The UK is reckoning with a proliferation of small pension pots, which is increasing costs for providers and making retirement planning challenging for savers.
According to research from the Institute of Fiscal Studies, in 2024 there were 12.1m defined contribution (DC) pension pots which held less than £1,000 and were no longer receiving contributions.
These pots held £4bn in aggregate, with the IFS having observed that some savers even hold different pots with the same provider.
The government is under pressure to tackle this messy landscape of pension pots. New technology will hopefully soon be available to savers to help them to track down their pots.

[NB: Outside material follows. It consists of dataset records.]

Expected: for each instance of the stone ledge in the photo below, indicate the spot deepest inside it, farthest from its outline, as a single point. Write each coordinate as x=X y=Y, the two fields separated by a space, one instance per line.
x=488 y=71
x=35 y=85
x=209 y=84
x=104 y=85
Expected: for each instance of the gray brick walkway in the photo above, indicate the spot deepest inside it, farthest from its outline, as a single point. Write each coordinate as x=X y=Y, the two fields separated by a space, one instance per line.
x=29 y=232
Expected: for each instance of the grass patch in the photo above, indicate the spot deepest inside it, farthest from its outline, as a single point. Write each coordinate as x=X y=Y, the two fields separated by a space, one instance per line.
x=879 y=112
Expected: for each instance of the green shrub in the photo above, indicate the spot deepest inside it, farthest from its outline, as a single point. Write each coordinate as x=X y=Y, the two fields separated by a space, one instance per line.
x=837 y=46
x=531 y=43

The pensions industry has spent the best part of a decade working on an initiative – known as the pensions dashboards – that will aim to present all of a saver’s pensions, online, in one place. The government has not yet confirmed when savers will be able to access the dashboards.
There are administrative advantages to consolidating pension pots. “People do like the idea of simplification and combining them all together,” says Sam Binstead, chartered financial planner and investment director at Chilvester Financial.

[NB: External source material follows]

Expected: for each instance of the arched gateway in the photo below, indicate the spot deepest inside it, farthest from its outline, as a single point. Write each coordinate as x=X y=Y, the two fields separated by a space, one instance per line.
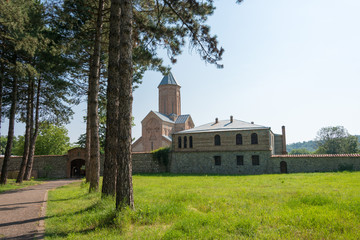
x=76 y=163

Avoid drawing income from more than one pot
As savers await the launch of the pensions dashboards, there are already several – albeit more arduous – means of tracking down pension pots.

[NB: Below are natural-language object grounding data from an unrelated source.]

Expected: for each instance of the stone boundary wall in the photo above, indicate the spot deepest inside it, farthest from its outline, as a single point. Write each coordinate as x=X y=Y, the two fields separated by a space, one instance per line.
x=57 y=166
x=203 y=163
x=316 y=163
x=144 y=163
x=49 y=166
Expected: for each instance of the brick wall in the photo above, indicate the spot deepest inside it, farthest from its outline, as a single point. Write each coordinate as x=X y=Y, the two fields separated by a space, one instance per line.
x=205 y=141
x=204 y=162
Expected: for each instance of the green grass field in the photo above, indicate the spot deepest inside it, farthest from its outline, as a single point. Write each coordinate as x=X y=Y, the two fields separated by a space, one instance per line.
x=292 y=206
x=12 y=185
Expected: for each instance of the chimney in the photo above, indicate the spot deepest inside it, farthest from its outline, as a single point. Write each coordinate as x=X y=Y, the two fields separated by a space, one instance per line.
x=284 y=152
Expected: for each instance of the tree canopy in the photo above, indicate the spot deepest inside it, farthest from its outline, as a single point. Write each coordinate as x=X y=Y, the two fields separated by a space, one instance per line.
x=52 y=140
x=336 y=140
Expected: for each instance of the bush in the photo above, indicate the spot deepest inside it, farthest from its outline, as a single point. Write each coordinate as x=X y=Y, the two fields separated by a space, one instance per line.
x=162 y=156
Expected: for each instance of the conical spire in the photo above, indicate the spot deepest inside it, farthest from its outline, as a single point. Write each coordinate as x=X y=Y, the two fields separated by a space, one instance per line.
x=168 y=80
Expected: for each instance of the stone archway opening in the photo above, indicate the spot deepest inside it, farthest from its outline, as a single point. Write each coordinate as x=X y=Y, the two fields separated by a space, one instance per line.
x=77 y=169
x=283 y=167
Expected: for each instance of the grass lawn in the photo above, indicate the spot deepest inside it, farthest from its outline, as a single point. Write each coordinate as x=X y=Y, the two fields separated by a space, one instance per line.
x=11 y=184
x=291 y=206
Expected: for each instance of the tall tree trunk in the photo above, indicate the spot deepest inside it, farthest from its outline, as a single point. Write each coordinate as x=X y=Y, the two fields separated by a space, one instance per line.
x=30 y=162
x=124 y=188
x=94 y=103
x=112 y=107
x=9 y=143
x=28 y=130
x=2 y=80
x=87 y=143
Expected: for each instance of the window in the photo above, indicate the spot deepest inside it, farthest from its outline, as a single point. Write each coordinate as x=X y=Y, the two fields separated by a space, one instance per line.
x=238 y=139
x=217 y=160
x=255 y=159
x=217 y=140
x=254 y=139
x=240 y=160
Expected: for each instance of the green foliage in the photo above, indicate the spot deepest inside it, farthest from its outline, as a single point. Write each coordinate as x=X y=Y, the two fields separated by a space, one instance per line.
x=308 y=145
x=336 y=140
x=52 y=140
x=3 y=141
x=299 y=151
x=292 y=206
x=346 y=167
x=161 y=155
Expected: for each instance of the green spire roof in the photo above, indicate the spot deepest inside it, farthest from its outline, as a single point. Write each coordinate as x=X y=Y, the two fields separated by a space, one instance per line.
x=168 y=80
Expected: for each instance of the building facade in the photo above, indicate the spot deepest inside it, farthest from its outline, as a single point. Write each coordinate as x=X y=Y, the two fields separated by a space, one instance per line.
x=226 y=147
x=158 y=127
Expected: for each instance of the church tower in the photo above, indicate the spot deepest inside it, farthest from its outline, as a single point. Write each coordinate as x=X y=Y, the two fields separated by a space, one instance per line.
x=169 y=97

This includes simply contacting former employers. “Sometimes we have to encourage clients to do that,” says Binstead. “If they really don’t know who the pension scheme was administered by, they’re just going to have to get back in touch with the previous employer.”
Savers can also use the government’s pension tracing service to track down old pensions. They can enter their former employers’ details into the government database and obtain contact details for schemes that they may have paid into. This is useful for schemes associated with companies that no longer exist.
Once they have tracked down all of their pots, they can tell a current provider that they want to consolidate their pensions.
Consolidating pots “can be a very effective way of more easily administering pensions”, says Arthur Hill, chartered financial planner at Citygate Financial Planning, and is particularly suitable for those coming up to retirement. “You don’t want to be taking income from several pots at the same time, it can cause issues with tax codes and just make your life a right hassle”, he says.
But savers need to check that any charges in a consolidated pot aren’t higher than they already are, and that consolidation does not risk costing savers benefits that they are entitled to.
Modern DC pensions have a standard rate of 25 per cent of tax-free cash of their total pension value, up to a limit of £268,275. But some older legacy pensions may carry rights to protected tax-free cash in excess of this 25 per cent figure, and this right can be lost upon transferring a pot into a different scheme.
Hill warns that consolidation can lead to “pretty devastating consequences if someone were to consolidate a pension without properly considering all their options first”.